Godley Head has three BOPs. Each had a specific part to play in the command of the Battery. The BOPs were among the first structures built but didn’t come into full use until the first two guns of the Godley Head Battery were operational in early 1942.
The Seaward Defence Headquarters was established in BOP1 just below the crest of the hill, (223 m above Mean Sea Level ), south-west of the camp at known as Lyons Main. Here the Commanding Officer of the Regiment acted as the Fire Commander for the Lyttelton Fire Command. Information on all shipping approaching Lyttelton Harbour was plotted on a large scale vertical map for the Fire Commander’s information. Commands to engage the Battery were issued from the Fire Commander to the Battery Commander at BOP3. He was supported by representatives of the Navy and Air Force. Duty personnel for this BOP slept in a small nearby barracks.

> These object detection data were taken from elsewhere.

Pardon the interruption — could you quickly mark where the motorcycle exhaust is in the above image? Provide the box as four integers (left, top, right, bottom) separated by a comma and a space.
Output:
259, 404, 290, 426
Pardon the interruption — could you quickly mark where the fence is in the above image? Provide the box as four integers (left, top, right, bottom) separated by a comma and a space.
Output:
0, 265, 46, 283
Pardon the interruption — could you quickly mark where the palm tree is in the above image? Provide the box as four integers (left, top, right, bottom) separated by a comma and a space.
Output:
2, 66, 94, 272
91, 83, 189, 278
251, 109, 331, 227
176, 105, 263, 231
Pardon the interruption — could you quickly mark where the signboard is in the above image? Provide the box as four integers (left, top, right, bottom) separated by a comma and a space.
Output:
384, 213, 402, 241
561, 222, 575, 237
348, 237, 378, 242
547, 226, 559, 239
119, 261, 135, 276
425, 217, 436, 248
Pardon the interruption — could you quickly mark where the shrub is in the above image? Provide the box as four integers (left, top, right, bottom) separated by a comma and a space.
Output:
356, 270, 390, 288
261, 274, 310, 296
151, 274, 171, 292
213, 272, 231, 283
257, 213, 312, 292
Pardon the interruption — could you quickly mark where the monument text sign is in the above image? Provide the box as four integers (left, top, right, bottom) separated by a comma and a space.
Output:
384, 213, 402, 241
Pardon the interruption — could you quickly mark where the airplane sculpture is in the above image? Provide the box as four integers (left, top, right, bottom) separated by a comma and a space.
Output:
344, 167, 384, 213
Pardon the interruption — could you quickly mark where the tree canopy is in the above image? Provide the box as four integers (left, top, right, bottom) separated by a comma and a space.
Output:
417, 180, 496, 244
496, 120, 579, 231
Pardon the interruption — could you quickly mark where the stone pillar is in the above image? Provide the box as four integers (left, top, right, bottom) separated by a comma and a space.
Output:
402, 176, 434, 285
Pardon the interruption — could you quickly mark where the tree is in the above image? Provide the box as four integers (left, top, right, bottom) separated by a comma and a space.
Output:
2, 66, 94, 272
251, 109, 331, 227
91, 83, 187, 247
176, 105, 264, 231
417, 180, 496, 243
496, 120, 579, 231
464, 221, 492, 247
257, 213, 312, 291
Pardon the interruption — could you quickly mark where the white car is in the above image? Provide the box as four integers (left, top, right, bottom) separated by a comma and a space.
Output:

BOP 2 was the Short Range and Night Observation Post. BOP2 was located hard on the cliff edge south of the Godley Battery. Its purpose was to take over from BOP3 when there was limited visibility due to weather or nightfall. The Battery Commander or Duty Officer would operate from here under such circumstances. The searchlights at the harbour’s edge were also directly controlled from this BOP.
Inside view, World War II
Interior today showing range finder pedestals
The Long Range BOP, where the Battery Commander or Duty Officer was based, was established at BOP3, sited mid slope towards the camp. From here the range and direction of targets was established and transmitted directly to the Battery Plotting Room. Corrections to fall-of-shot were also made from BOP3. In addition it acted as a clearing house for meteorological and tidal information.